Comment by cmurf
10 years ago
The article makes me wonder whether there's enough abstraction being done via the VFS layer, because all this fsync business that application developers seem to have to do can be so workload and file system specific. And I think that's asking too much from application developers. You might have to fsync the parent dir? That's annoying.
I wonder if the article and papers its based on account for how the VFS actually behaves, and then if someone wanting to do more research in this area could investigate this accounting for the recent VFS changes. On Linux in particular I think this is a bigger issue because there are so many file systems the user or distro could have picked, totally unbeknownst to and outside the control of the app developer.
That's definitely asking too much of app developers.
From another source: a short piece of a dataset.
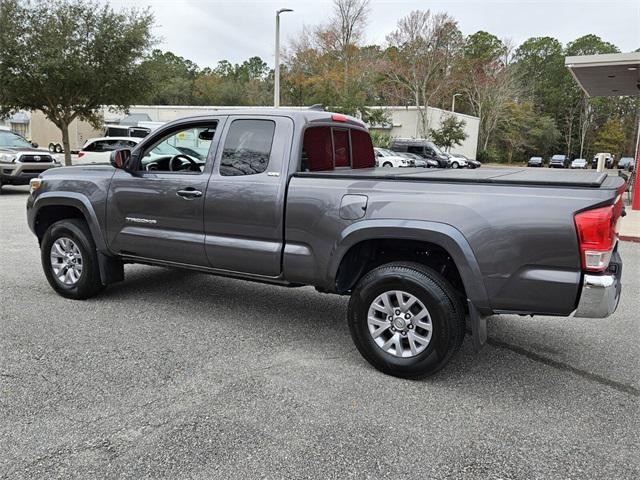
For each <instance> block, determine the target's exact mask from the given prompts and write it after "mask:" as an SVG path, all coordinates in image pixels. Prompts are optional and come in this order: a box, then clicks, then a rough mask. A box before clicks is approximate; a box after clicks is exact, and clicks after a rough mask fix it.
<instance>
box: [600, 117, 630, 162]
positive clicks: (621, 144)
mask: <svg viewBox="0 0 640 480" xmlns="http://www.w3.org/2000/svg"><path fill="white" fill-rule="evenodd" d="M624 133H625V132H624V128H623V126H622V122H621V121H620V119H619V118H611V119H609V120H607V122H606V123H605V124H604V125H603V126H602V128H600V129H598V131H597V132H596V140H595V142H594V144H593V146H594V148H595V149H596V150H597V151H598V152H609V153H611V154H613V155H616V156H618V157H619V156H620V153H623V149H624V144H625V135H624Z"/></svg>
Every time someone complains about any of this, the filesystem developers come back with a bit of lore about a non-obvious combination of renameat (yes that's a real thing) and fsync on the parent directory, or some particular flavor of fallocate, or just use AIO and manage queues yourself, or whatever depending on exactly which bogus behavior you're trying to work around. At best it's an unnecessary PITA. At worst it doesn't even do what they claimed, so now you've wasted even more time. Most often it's just non-portable (I'm so sick of hearing about XFS-specific ioctls as the solution to everything) or performs abominably because of fsync entanglement or some other nonsense.
We have libraries to implement "best practices" for network I/O, portable across systems that use poll or epoll or kqueues with best performance on each etc. What we need is the same thing for file I/O. However imperfect it might be, it would be better than where we are now.
Very rudimentary, but a way for an application developer to specify categories of perform/safety ratio operations. An app developer might have a simple app that only cares about performance, only cares about safety, there'd be a default in between both. Another app developer might have mixed needs depending on the type of data the app is generating. But in this way, if they write the app with a category of A (let's say that means highest safety at expense of performance) and their benchmarking determines this is crap, and they have to go to category B for writes, that's a simpler change that going back through their code and refactoring a pile of fsyncs or FUA writes.
I mean, I thought this was a major reason for VFS abstraction between the application and kernel anyway. It's also an example of the distinction between open source and free (libre). If as an application developer you have to know such esoterics to sanely optimize, you in fact aren't really free to do what you want. You have to go down a particular rabbit hole and optimize for that fs, at the expense of others. That's not fair choice to have to make.
The inherent issue is that there's a huge performance benefit to be gained by batching updates. FS safety will always come at the cost of performance.
The article doesn't say but I suspect most of the issues it mentions can be mitigated by mounting with the "sync" and "dirsync" options, but that absolutely kills performance.
The APIs involved could definitely be friendlier, but the app developer is using an API that's explicitly performance oriented by default at the cost of safety, and needs to opt-in to get safer writes. Whether the default should be the other way around is one matter, but ultimately someone has to pick which one they want and live with the consequences.